Researchers in the US have shown that perovskites - a class of mixed oxide minerals - can perform as well as platinum in certain types of catalytic converter for removing pollutants from diesel exhaust. The finding could eventually result in cheaper, more robust catalytic converters for diesel engines that do not rely on expensive and scarce platinum group metals.


Vehicle exhaust is a major polluter

One of the main pollutants that needs to be removed from vehicle exhaust is a mixture of NO and NO2, referred to as NOx, which can be rendered harmless by reducing the gases to nitrogen. But because diesel engines run ’lean’ - meaning there is an excess of oxygen in the fuel mix - the oxygen-rich environment makes the reduction step difficult. One solution is a lean nitrogen trap. Here, NO is catalytically oxidised to NO2, which is then chemically combined with an alkali or alkaline earth component to form metal nitrates and nitrites. Once the storage system is saturated the engine switches to a fuel-rich burn, enabling the nitrogen compounds to be reduced by hydrocarbons from the fuel, forming nitrogen gas which is expelled. 
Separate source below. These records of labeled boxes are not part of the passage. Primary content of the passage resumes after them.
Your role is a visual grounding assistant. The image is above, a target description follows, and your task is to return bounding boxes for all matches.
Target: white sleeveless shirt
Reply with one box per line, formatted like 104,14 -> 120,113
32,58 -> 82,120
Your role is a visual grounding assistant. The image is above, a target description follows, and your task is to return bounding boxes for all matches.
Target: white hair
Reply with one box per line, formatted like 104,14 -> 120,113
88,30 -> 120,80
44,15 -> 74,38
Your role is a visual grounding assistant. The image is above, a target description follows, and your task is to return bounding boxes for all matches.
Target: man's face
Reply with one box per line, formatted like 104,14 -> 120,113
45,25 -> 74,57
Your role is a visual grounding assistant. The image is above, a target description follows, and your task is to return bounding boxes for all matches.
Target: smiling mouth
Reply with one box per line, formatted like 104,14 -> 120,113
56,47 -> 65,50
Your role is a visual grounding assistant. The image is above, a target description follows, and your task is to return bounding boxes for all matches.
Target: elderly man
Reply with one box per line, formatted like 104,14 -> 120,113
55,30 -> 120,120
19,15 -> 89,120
The oxidation of NO to NO2 requires a platinum group metal catalyst, as does the fuel-enriched reduction cycle, where the hydrocarbons are oxidised to eliminate oxygen from the exhaust to allow the reduction step. These metals are, however, costly and scarce. Now, a team of scientists at General Motors Global Research and Development in Michigan has shown that catalysts based on the perovskite oxides La1-X SrXCoO3 and La1-xSrxMnO3 can convert NO to NO2 in simulated diesel exhaust as efficiently as platinum. The oxides are, says team member Wei Li, very simple to manufacture and process and are far cheaper and more durable to heat than their platinum counterparts.
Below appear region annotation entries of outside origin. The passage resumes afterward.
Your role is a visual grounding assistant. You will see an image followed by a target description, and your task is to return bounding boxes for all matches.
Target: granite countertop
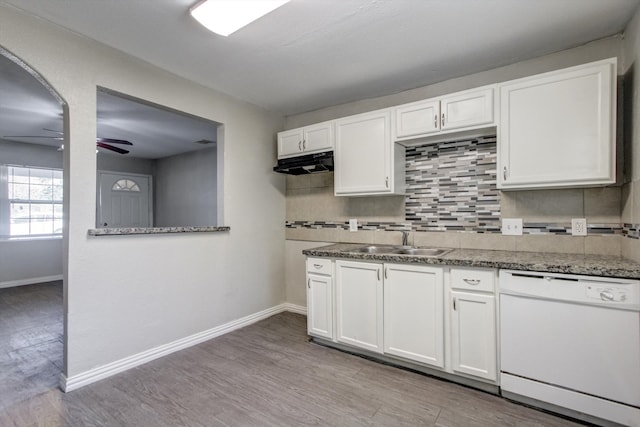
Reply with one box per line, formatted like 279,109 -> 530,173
302,243 -> 640,279
87,227 -> 230,236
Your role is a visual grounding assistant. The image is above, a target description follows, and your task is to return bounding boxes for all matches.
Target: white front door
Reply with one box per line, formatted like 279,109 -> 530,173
98,172 -> 152,228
The new catalysts are less efficient at oxidising hydrocarbons and are prone to ’sulfur poisoning’ - deactivation by the presence of sulfur in the fuel. However, the research team found that the presence of palladium helped alleviate these problems.

Li says that the team is working to clarify precisely how the catalyst works, and in the meantime will study the its performance in real diesel exhaust.

Justin Hargreaves, a catalyst expert from the University of Glasgow in the UK, describes the research as ’a very interesting piece of work.’ Hargreaves adds, ’The observation that the perovskite catalysts studied exhibit higher activity than commercial platinum-based catalysts under realistic screening conditions istechnologically significant, as is the application of perovskite systems combined with palladium for lean NOx trap catalysis.’